Likewise, some valuable but unknown or immeasurable confounders may have been excluded from our analysis because of the study design. Factors such as lifetime smoking trajectories, and/or the use of medications like statin were immeasurable from our data but likely had an effect on the association between cigarette type and MetS. Furthermore, because of the cross-sectional nature of our data, reverse causality bias is a concern; individuals with unhealthy profiles for MetS components may have been induced to stop smoking or not use e-cigarettes. This must be taken into account when interpreting our results. Lastly, other parameters that have recently been linked to MetS including levels of plasminogen activator inhibitor-1 (PAI-1) should be considered in future studies.

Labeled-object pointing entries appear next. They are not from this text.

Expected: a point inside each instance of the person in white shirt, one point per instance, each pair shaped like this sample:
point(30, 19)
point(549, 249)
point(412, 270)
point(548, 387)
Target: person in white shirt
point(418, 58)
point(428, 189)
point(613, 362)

Despite these limitations, this investigation shows a statistically significant association between cigarette type and MetS, which adheres to the existing body of literature that debates over this relationship. It also implies that smoking both conventional cigarettes and electronic cigarettes is more hazardous for MetS and its causal factors, relative to not smoking, previously smoking, and /or smoking conventional cigarettes only.

Although South Korea has a relatively low prevalence rate of MetS compared to the rest of the OECD, our results suggest that the rate can be lowered even further if individuals are educated of such ideas. Such findings also reveal opportunities for intervention with regard to conventional and/or e-cigarette users at risk of metabolic complications.